The C-terminus of the ORF6 protein is notably acidic with 16 of the 29 C-terminal residues being either aspartates or glutamates. These residues, as far as they are visible in the electron density map, do not form any secondary structure and extend away from the rest of the protein in a direction nearly parallel to strands β4 and β5. Interestingly, the very end of the traceable C-terminus inserts into the groove of the seven-stranded β-sheet of a neighboring molecule in the crystal, with possible implications for oligomerization, as discussed below.

3D Similarity to Other Proteins

While at the sequence level Enc34 ORF6 shows conservation with a number of recognizably homologous phage proteins from the DUF2815 family, its three-dimensional structure is similar to a wide variety of different OB-fold proteins. The structural homologs include, among others, a periplasmic copper-binding protein CusF, the N-terminal domain of the primosomal DNA replication protein PriB, and multiple single-stranded DNA-binding proteins (SSBs), which all have a β-barrel core similar to that of Enc34 ORF6. However, three structures currently in the Protein Data Bank (PDB) clearly form a high-similarity group with Enc34 ORF6, which includes two uncharacterized phage-related proteins from Bacillus cereus (PDB ID: 4JG2) and Enterococcus faecalis (PDB ID: 4KLK), and the bacteriophage T7 gene 2.5 protein (PDB ID: 1JE5), an extensively studied SSB. Of these, the phage-related B. cereus and E. faecalis proteins are closer relatives to Enc34 ORF6 with Cα atom root-mean-square deviations (RMSDs) of around 1.2 Å (over 129 and 114 residues, respectively), while the T7 gp2.5 has a Cα RMSD of about 1.55 Å (over 98 residues).

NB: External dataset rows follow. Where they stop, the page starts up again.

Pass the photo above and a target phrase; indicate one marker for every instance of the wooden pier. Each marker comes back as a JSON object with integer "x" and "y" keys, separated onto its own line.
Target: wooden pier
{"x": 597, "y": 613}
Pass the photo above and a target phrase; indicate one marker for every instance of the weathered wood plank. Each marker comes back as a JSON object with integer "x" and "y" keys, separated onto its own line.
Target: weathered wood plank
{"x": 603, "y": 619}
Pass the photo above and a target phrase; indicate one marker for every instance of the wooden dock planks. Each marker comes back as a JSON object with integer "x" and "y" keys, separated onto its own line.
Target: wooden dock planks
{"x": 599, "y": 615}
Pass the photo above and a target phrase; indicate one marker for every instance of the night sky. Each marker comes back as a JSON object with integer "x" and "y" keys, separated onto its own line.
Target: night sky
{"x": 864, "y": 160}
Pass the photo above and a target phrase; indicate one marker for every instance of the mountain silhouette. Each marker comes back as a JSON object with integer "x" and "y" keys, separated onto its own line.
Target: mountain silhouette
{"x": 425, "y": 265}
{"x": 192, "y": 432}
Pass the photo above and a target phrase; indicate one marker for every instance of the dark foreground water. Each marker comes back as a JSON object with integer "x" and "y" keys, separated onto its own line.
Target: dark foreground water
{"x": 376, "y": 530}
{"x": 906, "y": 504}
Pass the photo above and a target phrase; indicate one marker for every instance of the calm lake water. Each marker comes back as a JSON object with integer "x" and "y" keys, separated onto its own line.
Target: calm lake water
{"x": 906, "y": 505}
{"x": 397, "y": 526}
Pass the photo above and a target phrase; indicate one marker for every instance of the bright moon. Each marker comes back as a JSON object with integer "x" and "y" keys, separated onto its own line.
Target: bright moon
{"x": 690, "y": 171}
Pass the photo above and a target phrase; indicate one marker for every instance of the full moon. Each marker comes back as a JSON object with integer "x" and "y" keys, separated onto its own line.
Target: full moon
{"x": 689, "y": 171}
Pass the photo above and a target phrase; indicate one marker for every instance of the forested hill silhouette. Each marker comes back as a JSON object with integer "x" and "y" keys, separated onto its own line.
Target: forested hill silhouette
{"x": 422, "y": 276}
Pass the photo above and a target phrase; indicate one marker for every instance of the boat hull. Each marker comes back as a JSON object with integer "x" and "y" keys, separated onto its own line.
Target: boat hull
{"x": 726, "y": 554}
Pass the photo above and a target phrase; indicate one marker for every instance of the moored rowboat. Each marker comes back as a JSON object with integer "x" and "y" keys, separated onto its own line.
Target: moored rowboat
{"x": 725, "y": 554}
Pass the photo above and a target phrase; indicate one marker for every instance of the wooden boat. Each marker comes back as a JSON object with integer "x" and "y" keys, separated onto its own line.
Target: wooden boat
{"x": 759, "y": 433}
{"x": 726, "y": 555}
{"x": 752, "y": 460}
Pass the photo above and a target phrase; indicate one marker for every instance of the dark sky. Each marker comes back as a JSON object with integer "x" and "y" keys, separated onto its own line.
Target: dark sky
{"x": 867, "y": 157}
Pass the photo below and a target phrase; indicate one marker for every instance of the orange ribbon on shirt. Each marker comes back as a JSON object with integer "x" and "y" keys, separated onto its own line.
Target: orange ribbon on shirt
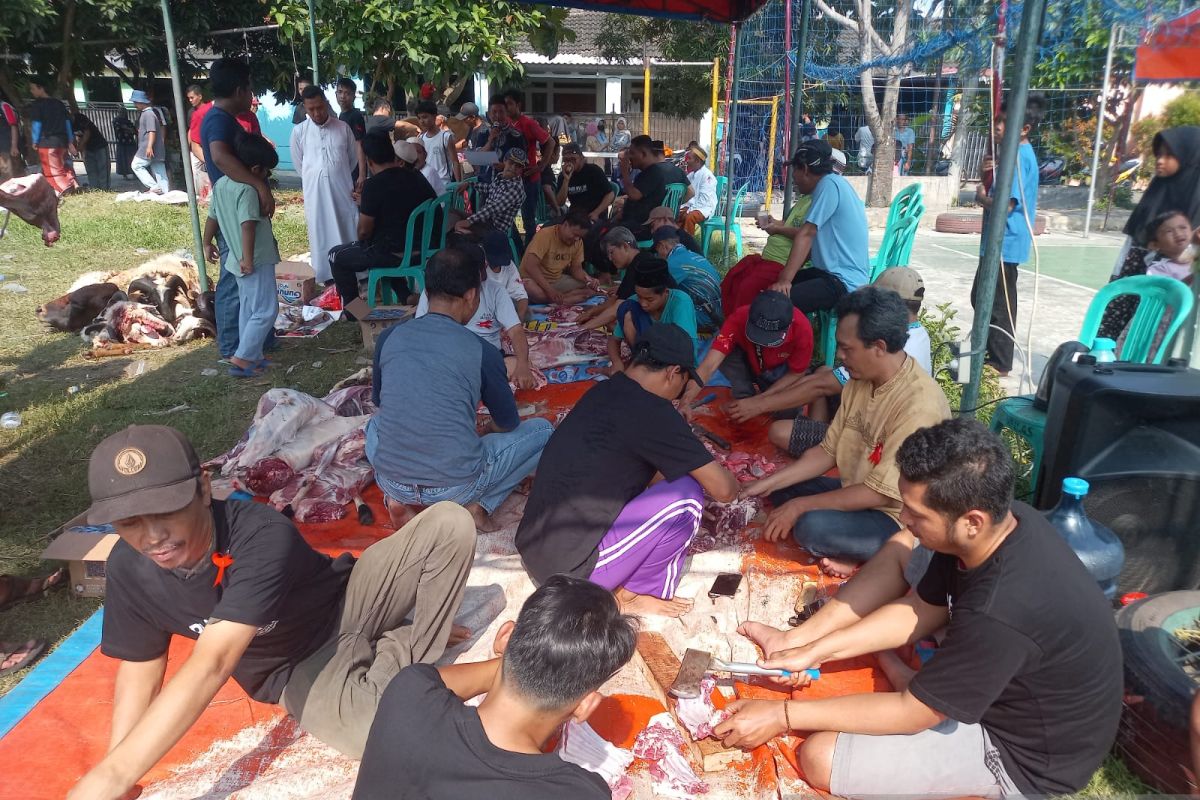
{"x": 222, "y": 560}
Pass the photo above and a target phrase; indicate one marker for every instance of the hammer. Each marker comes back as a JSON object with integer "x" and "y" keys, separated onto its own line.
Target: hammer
{"x": 696, "y": 663}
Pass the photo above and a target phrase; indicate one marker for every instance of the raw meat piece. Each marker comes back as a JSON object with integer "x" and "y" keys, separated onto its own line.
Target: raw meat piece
{"x": 697, "y": 714}
{"x": 281, "y": 414}
{"x": 269, "y": 475}
{"x": 579, "y": 744}
{"x": 661, "y": 745}
{"x": 33, "y": 199}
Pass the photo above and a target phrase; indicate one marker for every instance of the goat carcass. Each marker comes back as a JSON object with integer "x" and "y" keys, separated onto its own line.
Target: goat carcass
{"x": 33, "y": 199}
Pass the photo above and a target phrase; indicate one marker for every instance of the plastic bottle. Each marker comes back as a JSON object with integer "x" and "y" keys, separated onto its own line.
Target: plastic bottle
{"x": 1104, "y": 350}
{"x": 1096, "y": 546}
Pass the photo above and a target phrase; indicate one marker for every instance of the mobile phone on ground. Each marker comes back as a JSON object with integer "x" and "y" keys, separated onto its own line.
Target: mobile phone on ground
{"x": 725, "y": 585}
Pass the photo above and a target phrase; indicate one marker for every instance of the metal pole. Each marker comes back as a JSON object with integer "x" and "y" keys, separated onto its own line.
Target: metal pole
{"x": 771, "y": 149}
{"x": 1099, "y": 134}
{"x": 717, "y": 83}
{"x": 1006, "y": 168}
{"x": 312, "y": 43}
{"x": 797, "y": 95}
{"x": 731, "y": 127}
{"x": 185, "y": 149}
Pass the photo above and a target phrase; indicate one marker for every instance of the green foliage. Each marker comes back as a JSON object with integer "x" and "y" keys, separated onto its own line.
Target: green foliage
{"x": 678, "y": 91}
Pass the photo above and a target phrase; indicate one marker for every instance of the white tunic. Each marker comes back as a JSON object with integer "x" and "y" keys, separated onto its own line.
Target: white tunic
{"x": 325, "y": 156}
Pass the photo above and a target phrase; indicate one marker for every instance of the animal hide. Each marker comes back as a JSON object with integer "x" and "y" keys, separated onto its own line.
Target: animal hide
{"x": 34, "y": 199}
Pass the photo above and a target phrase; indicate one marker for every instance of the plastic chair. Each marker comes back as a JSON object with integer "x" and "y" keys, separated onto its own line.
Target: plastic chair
{"x": 717, "y": 222}
{"x": 412, "y": 262}
{"x": 1157, "y": 295}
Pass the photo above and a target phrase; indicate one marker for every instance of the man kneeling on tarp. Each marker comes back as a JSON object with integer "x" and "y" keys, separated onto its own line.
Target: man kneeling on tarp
{"x": 595, "y": 510}
{"x": 1024, "y": 693}
{"x": 321, "y": 636}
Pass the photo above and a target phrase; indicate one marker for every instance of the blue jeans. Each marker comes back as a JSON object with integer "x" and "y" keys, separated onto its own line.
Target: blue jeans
{"x": 508, "y": 459}
{"x": 841, "y": 535}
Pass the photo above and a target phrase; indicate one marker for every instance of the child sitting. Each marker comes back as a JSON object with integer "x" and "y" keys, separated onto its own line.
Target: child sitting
{"x": 425, "y": 743}
{"x": 253, "y": 252}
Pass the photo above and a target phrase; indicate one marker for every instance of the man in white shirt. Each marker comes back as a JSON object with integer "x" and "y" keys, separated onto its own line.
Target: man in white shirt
{"x": 702, "y": 204}
{"x": 496, "y": 313}
{"x": 325, "y": 154}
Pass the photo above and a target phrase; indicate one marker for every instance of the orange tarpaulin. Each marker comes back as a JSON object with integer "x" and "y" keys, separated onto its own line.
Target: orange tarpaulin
{"x": 1171, "y": 52}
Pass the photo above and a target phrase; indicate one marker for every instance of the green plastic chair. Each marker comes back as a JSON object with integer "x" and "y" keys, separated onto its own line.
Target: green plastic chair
{"x": 412, "y": 263}
{"x": 717, "y": 222}
{"x": 1157, "y": 296}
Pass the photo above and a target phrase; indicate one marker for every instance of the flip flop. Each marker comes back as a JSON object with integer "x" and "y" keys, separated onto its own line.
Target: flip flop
{"x": 28, "y": 653}
{"x": 22, "y": 590}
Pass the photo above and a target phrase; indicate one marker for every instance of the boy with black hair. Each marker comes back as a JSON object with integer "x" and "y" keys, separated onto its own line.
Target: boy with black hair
{"x": 569, "y": 639}
{"x": 252, "y": 252}
{"x": 1021, "y": 216}
{"x": 438, "y": 143}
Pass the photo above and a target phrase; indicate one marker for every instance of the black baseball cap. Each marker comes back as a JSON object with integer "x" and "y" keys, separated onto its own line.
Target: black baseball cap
{"x": 815, "y": 154}
{"x": 771, "y": 316}
{"x": 497, "y": 248}
{"x": 143, "y": 469}
{"x": 670, "y": 344}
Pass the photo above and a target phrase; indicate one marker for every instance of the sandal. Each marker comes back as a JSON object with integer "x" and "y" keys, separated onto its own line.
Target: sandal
{"x": 21, "y": 590}
{"x": 18, "y": 655}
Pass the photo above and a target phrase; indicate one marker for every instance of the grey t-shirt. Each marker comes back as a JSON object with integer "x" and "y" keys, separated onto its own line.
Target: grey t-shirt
{"x": 150, "y": 122}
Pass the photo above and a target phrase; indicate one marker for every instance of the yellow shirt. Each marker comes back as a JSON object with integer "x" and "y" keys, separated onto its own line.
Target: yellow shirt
{"x": 555, "y": 256}
{"x": 871, "y": 425}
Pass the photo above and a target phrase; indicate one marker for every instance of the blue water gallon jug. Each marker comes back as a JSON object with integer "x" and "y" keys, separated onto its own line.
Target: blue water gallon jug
{"x": 1096, "y": 546}
{"x": 1104, "y": 350}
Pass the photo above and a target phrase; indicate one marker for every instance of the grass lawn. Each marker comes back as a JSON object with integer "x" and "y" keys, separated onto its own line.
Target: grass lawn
{"x": 43, "y": 463}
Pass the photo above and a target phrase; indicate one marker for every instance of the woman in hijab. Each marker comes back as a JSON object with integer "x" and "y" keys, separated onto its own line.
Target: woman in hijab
{"x": 1175, "y": 187}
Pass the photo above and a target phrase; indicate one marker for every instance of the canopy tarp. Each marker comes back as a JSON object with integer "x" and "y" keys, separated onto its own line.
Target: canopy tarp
{"x": 718, "y": 11}
{"x": 1171, "y": 52}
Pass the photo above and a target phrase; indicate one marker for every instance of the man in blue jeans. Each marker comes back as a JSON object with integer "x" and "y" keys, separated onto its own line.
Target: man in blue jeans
{"x": 430, "y": 377}
{"x": 229, "y": 82}
{"x": 844, "y": 521}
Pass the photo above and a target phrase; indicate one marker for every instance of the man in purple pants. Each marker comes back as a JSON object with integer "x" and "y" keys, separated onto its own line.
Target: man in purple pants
{"x": 622, "y": 482}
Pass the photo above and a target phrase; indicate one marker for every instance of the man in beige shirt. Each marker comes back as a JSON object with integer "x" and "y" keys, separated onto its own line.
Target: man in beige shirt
{"x": 844, "y": 521}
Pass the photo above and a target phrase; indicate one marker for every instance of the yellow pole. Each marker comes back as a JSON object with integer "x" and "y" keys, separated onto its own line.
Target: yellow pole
{"x": 771, "y": 160}
{"x": 717, "y": 82}
{"x": 646, "y": 98}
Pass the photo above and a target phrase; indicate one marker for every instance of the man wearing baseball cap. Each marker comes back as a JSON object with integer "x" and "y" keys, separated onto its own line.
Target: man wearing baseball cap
{"x": 757, "y": 346}
{"x": 834, "y": 234}
{"x": 594, "y": 511}
{"x": 323, "y": 637}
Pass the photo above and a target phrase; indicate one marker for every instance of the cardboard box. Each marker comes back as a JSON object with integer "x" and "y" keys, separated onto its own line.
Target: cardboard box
{"x": 373, "y": 322}
{"x": 85, "y": 549}
{"x": 295, "y": 282}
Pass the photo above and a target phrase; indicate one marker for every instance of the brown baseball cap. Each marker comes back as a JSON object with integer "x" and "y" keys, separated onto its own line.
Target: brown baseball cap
{"x": 143, "y": 469}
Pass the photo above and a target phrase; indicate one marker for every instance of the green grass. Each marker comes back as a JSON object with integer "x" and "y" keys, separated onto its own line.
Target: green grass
{"x": 43, "y": 463}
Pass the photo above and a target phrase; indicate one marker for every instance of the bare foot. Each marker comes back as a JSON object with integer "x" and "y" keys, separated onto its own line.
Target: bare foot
{"x": 484, "y": 522}
{"x": 841, "y": 570}
{"x": 457, "y": 635}
{"x": 397, "y": 512}
{"x": 769, "y": 639}
{"x": 648, "y": 606}
{"x": 898, "y": 673}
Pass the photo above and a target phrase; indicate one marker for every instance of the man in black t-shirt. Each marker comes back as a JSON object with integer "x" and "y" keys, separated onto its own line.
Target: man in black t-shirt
{"x": 1024, "y": 693}
{"x": 321, "y": 636}
{"x": 582, "y": 185}
{"x": 426, "y": 744}
{"x": 595, "y": 511}
{"x": 649, "y": 190}
{"x": 389, "y": 198}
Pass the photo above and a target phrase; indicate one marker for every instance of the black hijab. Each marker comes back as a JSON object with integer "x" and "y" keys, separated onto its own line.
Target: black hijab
{"x": 1180, "y": 192}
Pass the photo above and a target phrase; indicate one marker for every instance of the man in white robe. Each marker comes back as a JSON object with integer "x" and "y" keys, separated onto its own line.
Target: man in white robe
{"x": 325, "y": 154}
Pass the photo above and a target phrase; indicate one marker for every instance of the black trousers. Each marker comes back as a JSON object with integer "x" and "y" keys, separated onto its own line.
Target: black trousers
{"x": 347, "y": 260}
{"x": 1000, "y": 344}
{"x": 814, "y": 289}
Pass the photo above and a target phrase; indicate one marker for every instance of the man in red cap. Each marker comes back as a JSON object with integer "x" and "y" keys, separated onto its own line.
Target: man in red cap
{"x": 323, "y": 637}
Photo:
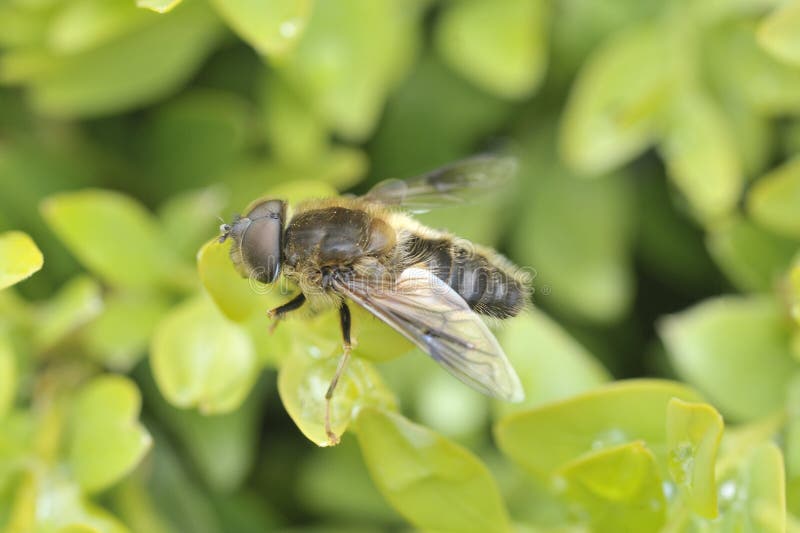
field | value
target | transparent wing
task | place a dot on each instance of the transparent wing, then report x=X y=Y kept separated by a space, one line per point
x=457 y=183
x=434 y=317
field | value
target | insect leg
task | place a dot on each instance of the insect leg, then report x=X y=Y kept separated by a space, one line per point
x=344 y=320
x=279 y=311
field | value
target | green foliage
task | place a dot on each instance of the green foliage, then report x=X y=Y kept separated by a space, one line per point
x=436 y=484
x=657 y=208
x=19 y=258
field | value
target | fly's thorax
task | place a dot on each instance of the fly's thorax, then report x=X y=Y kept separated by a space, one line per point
x=335 y=236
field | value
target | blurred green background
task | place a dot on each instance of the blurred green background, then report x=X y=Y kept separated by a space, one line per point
x=658 y=203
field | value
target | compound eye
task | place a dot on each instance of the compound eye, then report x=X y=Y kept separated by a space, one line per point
x=262 y=242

The core β-barrel of the ORF6 protein (approximately 60 residues) also aligns reasonably well with numerous other SSBs and unrelated OB-fold proteins, in accordance with the known high level of structural conservation within this domain.

Previously, a high-sensitivity sequence analysis has suggested that the dsDNA phage-encoded SSBs fall into four major groups2. The T7 gp2.5 has been put forward as the class representative of a group of ‘T7-type’ SSBs, defined by sequence-based domain annotations PHA00458 and DUF251819, and the high degree of 3D similarity clearly places the Enc34 ORF6 and the two phage-related proteins into this SSB group (Fig. 2). Of the other three recognized SSB types, only the E. coli SSB-like proteins still have a recognizable structural similarity to the T7-type, while the T4 gp32 group is too distinct for any sensible structural alignment, and no 3D structures of the N4-type SSBs are known as of now.

Figure 2
figure 2

Structural alignment of the T7-type SSBs. The structures of the Bacillus cereus phage-related protein (green), Enterococcus faecalis phage-related protein (orange) and the T7 gp2.5 (yellow) are shown superimposed onto the Enc34 ORF6 (purple). A sequence alignment corresponding to the superimposition is presented on the right with conserved ssDNA-binding residues (see Fig. 6) boxed.

A hallmark feature that distinguishes T7-type SSBs from other OB-fold proteins is the long helix (α1 in ORF6 or αA in T7 gp2.5) immediately following strand β2, which caps one end of the β-barrel, whereas in the other structurally characterized SSBs the capping helix is markedly smaller and positioned between strands β3 and β4. Some features within the T7-type SSB group appear to be partially conserved such as a helix at the other end of the β-barrel which exists in ORF6 and the B. cereus protein, but not in the other two, while others are currently found in only a single representative, such as the two N-terminal β-strands in ORF6.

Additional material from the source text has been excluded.